Algunos adolescentes (especialmente los que han tenido experiencias de abuso o maltrato) pueden sentirse francamente intimidados con la situación terapéutica: a ellos les viene bien permitirles, cada cierto tiempo, expresarse en el silencio, en el dibujo, en el juego, en la música, en la creación literaria. Eso sí, no debe cometerse el error de dejar prolongar el silencio más allá de uno o dos minutos, porque este tipo de adolescentes también tiende a vivirlo como agresivo u opresivo.

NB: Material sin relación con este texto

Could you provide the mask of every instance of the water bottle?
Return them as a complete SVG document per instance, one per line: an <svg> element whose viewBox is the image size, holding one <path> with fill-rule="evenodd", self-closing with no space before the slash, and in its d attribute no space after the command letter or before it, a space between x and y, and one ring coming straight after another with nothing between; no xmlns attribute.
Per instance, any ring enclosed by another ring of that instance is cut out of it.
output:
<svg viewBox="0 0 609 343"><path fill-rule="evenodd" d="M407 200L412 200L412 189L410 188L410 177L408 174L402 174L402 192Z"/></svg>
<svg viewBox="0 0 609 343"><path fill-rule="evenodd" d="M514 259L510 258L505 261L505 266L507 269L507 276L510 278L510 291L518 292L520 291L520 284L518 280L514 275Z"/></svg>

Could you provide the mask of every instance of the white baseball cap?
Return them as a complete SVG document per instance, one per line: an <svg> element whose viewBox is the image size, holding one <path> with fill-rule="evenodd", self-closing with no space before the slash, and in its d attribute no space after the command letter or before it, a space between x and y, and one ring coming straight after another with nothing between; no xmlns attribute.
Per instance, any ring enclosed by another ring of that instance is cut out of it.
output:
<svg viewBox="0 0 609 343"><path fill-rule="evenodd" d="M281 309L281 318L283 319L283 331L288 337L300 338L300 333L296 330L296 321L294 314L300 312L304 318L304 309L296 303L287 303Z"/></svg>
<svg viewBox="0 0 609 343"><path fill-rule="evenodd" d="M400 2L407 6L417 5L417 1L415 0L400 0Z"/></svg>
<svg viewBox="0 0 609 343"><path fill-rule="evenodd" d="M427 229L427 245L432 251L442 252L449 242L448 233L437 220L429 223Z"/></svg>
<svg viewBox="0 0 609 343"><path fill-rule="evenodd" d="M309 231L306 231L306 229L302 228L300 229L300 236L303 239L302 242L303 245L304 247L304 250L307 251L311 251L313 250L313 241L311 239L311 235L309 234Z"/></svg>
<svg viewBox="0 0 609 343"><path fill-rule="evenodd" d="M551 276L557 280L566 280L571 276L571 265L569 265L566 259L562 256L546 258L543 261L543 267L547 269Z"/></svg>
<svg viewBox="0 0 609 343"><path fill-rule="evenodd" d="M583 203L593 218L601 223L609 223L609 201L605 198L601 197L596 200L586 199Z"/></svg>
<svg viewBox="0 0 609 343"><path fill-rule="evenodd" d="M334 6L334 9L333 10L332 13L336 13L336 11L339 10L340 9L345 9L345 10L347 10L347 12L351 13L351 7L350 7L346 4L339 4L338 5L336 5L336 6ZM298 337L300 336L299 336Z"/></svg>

Con respecto al secreto profesional, hay que advertirle al adolescente, desde la primera sesión, que se romperá en el caso en que su integridad personal (o la de un tercero) se encuentre en peligro: ideas de muerte o suicidio estructuradas, consumo de psicotóxicos o fantasías de homicidio estructuradas. El adolescente también debe saber que en los dos primeros escenarios sólo se enterarán sus padres o acudientes, y en el tercero, además, la persona que corre peligro y las autoridades pertinentes (para que se pueda prevenir a tiempo un desenlace funesto).
Recomendaciones finales
El buen psicoterapeuta debe desempeñar con prudencia su trabajo, siendo discreto y respetuoso, a toda hora, con la información que el adolescente tiene la gentileza de compartirle. El apoyo y el direccionamiento deben ser tan sutiles que el adolescente sienta que su espontaneidad y su libertad son preservadas. Y debe tener una vida espiritual lo suficientemente fuerte como para poder lidiar con los sujetos que tratan de violar la confidencialidad de la historia del paciente (sobretodo cuando ese adolescente se ha convertido en una persona de cierta notoriedad), con la las mezquindades de algunos colegas (que creen que sólo ellos saben tratar este tipo de pacientes), y con las dinámicas patológicas de algunas familias e instituciones educativas.